The increased civil enforcement actions are part of the State’s ongoing efforts to fight the diversion and abuse of opioids that have paved the way to an addiction crisis driving up overdose deaths and ravaging communities across New Jersey. Among the initiatives undertaken by Attorney General Porrino and the Division of Consumer Affairs are:
- Five-Day Limit on Opioid Prescriptions – Using his emergency powers, Attorney General Porrino has initiated changes in state regulations to impose a five-day limit on initial prescriptions of opioid painkillers to treat acute pain. In initiating the change, Attorney General Porrino said reducing the current 30-day supply limit for opioids will lower the risk of patients becoming addicted, and will reduce the chances of unused drugs falling into the hands of those who might abuse them, or sell them for abuse.
- Investigation of “Off-label” Prescribing of Painkiller “Subsys” – Responding to growing concerns about doctors who disregard federal prescribing restrictions on a spray-form of fentanyl painkiller marketed as Subsys, the Division of Consumer Affairs launched a statewide investigation to identify doctors who were prescribing the drug beyond its federally-approved use as a cancer pain medication. The probe began just days after the State filed action against a Cherry Hill doctor for allegedly indiscriminately prescribing Subsys to three patients, one of whom died. Three doctors have been disciplined since the investigation began in October 2016.

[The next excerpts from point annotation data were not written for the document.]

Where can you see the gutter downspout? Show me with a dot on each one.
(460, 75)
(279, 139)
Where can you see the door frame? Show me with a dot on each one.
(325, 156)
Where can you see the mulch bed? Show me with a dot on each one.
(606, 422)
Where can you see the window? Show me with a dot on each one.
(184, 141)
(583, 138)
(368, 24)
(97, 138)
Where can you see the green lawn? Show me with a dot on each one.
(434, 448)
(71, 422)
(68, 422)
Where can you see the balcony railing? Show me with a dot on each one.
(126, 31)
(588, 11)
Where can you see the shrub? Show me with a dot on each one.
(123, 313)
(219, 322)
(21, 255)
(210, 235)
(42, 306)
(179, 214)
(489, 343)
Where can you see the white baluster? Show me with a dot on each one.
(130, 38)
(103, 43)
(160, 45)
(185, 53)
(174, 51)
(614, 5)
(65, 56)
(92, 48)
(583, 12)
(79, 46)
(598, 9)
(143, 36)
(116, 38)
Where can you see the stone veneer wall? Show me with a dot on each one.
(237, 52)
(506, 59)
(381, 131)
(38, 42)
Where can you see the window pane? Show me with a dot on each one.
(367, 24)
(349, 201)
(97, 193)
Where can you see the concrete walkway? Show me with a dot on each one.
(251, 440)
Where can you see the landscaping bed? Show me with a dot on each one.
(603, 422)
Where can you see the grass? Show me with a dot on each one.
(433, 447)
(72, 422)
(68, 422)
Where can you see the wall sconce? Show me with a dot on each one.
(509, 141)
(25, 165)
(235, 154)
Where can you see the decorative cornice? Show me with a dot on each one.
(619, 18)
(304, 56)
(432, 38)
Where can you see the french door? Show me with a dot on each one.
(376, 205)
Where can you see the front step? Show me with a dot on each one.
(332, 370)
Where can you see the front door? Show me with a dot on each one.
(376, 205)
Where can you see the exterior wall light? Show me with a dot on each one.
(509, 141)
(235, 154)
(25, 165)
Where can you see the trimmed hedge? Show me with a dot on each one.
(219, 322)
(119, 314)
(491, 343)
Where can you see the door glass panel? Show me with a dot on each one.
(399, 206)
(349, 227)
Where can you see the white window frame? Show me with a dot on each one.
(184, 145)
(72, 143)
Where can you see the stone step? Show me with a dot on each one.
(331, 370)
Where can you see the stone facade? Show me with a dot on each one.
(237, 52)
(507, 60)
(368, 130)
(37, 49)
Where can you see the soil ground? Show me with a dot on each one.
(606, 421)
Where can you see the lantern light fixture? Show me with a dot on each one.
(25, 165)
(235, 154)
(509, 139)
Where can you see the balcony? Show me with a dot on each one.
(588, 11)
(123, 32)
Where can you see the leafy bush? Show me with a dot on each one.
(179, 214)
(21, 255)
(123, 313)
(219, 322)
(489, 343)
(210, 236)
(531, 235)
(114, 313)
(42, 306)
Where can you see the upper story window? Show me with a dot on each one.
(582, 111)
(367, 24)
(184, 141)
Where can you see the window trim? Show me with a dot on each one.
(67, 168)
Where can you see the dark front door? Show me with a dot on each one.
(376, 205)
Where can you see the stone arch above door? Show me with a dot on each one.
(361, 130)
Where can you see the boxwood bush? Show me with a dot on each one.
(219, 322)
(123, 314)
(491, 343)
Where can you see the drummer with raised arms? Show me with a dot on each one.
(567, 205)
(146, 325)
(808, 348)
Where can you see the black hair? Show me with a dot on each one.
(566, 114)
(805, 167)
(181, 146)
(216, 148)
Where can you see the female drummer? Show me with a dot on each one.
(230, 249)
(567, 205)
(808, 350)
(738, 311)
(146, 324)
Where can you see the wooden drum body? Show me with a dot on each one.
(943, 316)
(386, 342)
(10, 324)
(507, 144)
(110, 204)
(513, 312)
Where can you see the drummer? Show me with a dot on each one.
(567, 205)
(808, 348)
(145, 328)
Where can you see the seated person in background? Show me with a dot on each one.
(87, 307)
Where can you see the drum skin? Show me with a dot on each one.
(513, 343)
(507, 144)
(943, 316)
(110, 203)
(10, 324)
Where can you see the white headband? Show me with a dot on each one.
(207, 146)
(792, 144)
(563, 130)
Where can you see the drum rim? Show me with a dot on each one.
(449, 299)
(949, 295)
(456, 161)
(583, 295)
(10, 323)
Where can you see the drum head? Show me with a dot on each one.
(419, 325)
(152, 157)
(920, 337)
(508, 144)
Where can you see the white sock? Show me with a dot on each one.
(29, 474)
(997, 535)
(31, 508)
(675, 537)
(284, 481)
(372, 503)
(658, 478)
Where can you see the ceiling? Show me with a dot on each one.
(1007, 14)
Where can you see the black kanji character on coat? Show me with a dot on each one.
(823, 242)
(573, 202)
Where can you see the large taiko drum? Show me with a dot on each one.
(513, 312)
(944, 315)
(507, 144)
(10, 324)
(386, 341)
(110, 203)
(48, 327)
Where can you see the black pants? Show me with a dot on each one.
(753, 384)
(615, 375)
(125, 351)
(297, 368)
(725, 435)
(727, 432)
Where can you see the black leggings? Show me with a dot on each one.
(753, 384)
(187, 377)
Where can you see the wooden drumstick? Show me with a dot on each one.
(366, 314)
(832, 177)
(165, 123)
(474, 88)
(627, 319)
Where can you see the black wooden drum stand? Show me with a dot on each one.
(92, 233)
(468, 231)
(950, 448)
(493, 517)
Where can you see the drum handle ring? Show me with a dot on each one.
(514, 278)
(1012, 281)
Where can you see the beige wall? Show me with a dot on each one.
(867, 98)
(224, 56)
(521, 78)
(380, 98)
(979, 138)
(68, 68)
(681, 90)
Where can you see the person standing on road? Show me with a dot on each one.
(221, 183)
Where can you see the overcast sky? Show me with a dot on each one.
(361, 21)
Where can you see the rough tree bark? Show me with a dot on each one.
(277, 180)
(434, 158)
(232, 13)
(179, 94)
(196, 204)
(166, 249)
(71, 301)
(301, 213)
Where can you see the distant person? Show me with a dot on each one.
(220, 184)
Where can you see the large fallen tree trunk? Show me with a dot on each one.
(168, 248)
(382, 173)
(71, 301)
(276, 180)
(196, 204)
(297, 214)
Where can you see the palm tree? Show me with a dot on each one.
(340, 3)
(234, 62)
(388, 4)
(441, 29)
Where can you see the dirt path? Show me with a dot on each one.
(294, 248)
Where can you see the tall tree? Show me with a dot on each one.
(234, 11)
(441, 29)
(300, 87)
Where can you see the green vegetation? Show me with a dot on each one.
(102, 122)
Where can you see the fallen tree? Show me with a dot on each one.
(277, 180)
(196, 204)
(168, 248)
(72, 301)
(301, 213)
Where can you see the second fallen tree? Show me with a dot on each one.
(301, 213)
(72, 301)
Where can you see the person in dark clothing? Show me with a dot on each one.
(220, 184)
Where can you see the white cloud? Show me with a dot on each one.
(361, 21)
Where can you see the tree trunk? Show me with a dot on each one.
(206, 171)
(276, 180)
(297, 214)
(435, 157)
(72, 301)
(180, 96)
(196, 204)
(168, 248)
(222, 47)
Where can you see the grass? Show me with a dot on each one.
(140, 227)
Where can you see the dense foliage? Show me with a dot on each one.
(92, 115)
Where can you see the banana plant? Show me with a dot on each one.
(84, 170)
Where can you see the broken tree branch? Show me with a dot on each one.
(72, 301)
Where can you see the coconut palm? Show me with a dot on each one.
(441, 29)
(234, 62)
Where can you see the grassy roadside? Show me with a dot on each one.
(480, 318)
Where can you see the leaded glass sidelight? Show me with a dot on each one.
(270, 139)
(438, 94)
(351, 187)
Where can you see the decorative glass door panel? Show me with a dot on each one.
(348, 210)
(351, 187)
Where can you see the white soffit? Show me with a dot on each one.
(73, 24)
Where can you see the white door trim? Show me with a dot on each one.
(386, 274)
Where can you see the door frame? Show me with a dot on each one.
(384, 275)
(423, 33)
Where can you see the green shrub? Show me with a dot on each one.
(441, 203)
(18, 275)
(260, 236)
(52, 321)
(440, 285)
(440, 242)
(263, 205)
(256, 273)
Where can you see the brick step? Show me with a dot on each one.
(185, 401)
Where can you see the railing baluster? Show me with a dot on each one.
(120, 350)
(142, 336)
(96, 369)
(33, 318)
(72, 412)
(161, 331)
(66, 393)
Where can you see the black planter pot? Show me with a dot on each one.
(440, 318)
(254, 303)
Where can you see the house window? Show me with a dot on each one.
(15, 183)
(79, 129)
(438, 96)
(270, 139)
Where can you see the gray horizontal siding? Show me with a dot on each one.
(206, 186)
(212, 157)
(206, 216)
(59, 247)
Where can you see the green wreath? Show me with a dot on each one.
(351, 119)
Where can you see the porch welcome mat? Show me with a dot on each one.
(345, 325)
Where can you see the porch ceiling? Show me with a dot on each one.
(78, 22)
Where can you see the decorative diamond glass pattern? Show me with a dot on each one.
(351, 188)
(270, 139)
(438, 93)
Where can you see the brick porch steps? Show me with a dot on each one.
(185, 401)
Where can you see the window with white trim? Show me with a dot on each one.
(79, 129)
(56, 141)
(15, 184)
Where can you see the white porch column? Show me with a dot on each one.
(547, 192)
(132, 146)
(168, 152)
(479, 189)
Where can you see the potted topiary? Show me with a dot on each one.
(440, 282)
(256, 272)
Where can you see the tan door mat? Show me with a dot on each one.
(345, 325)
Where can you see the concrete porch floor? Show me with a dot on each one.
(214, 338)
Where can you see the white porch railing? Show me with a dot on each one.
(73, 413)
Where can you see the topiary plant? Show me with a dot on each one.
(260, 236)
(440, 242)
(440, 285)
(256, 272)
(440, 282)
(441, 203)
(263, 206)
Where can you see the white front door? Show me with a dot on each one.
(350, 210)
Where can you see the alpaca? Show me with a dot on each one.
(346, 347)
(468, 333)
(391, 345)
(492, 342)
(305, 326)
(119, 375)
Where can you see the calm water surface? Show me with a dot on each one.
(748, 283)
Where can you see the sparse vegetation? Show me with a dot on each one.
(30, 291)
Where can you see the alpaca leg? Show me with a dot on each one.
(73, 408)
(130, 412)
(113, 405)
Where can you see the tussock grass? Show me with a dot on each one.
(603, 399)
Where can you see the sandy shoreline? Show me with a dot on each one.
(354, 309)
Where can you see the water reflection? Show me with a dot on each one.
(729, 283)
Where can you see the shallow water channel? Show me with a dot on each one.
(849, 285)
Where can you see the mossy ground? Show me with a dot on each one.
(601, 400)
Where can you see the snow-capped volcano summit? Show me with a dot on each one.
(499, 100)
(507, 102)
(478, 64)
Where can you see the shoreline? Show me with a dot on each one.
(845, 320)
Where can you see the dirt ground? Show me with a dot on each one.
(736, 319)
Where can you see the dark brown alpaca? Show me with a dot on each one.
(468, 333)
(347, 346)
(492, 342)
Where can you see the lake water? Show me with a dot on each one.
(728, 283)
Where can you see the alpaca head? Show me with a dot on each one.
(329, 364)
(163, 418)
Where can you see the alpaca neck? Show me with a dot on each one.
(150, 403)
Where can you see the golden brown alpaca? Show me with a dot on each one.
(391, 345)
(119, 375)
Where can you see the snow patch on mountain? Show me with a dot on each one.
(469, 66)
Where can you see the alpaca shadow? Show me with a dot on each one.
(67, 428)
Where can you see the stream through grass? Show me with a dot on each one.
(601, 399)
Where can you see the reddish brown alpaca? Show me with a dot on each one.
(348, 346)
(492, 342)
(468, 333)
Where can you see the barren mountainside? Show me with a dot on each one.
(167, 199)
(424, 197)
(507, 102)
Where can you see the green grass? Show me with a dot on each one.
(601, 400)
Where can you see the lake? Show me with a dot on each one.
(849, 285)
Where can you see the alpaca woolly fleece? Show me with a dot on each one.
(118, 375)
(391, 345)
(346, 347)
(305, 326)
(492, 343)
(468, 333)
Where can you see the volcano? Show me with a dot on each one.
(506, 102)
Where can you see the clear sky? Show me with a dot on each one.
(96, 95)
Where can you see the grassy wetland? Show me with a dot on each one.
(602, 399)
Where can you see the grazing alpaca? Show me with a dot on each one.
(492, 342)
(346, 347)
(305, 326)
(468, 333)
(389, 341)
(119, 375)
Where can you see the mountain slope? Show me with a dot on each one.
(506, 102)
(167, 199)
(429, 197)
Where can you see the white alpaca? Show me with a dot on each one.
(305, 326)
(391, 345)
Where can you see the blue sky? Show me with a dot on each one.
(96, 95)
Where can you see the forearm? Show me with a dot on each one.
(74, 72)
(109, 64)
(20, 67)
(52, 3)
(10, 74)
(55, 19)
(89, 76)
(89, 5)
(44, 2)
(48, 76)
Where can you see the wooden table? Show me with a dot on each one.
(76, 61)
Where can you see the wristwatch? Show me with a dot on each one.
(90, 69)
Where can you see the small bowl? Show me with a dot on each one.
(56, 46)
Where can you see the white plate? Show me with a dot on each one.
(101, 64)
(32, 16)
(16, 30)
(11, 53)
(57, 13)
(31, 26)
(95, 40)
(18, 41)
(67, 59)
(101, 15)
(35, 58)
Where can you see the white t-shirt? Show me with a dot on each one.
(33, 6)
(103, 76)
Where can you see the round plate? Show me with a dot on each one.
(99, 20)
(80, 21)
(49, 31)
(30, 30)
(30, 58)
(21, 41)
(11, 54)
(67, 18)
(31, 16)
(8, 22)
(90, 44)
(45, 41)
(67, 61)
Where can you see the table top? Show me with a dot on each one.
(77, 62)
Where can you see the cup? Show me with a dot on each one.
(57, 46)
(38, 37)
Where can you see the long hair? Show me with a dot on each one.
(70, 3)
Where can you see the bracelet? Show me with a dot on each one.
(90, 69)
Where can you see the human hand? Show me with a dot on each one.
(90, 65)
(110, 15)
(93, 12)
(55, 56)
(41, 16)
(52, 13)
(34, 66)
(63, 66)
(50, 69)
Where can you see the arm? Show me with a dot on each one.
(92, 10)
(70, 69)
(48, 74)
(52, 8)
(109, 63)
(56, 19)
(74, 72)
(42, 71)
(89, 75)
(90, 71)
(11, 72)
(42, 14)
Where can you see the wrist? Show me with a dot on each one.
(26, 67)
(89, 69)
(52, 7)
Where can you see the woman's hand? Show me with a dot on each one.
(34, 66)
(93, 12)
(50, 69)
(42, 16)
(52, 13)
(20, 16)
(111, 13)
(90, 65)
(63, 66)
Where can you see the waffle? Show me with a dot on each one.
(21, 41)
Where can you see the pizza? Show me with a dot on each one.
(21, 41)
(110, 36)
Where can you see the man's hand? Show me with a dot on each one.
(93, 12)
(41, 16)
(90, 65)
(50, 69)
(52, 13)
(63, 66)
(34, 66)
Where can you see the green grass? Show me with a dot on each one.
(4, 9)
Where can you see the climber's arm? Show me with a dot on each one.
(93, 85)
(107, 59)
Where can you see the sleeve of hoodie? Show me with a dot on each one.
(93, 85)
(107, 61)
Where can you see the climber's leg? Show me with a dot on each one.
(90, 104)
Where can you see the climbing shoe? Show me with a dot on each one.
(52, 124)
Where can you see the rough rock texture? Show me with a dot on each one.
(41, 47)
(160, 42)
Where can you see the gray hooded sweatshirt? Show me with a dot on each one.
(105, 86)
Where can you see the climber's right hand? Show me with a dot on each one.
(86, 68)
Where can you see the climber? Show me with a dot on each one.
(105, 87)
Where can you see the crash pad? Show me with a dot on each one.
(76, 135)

- Emergency Ban on Counterfeit Fentanyl – Intervening to stop an imminent threat to public safety and health, the Director of the Division of Consumer Affairs executed an Emergency Order banning the manufacture, distribution, sale, and possession of seven illegal knock-offs of the highly addictive opioid fentanyl. The Order added the seven “fentanyl analogs” – derivatives of the regulated prescription drug - to the list of Schedule I Controlled Dangerous Substances (CDS) in New Jersey, subjecting them to the strictest level of state control. Prior to the ban, the drugs, which are produced in clandestine labs in countries like China, Germany, Japan, and Mexico, were not recognized as CDS by the U.S. Drug Enforcement Administration (DEA), stranding them in a legal grey zone that permitted them to be peddled in New Jersey with virtual impunity.
Expansion of the New Jersey Prescription Monitoring Program (NJPMP) – The Division continues to expand and improve access to this searchable data-tracking system that keeps records of prescriptions filled in New Jersey for CDS. The information can be used by prescribers to spot patterns of prescription drug diversion or misuse by their patients, including “doctor shopping” to obtain CDS from multiple providers. Most recently, the Division expanded its interstate data-sharing capabilities to include New York, Delaware, Connecticut, Virginia, South Carolina, Rhode Island, and Minnesota have also linked their prescription monitoring systems to the NJPMP.
- Expanding “Project Medicine Drop” to 215 Locations Across New Jersey – The Division developed Project Medicine Drop as an important component of its effort to halt the abuse and diversion of prescription drugs. It allows consumers to dispose of unused and expired medications anonymously, seven days a week, 365 days a year, at "prescription drug drop boxes" located within the headquarters of participating police departments. Since its launch in 2011, the Project Medicine Drop program has collected more than 78.5 tons of unwanted medicine and destroyed it safely through incineration.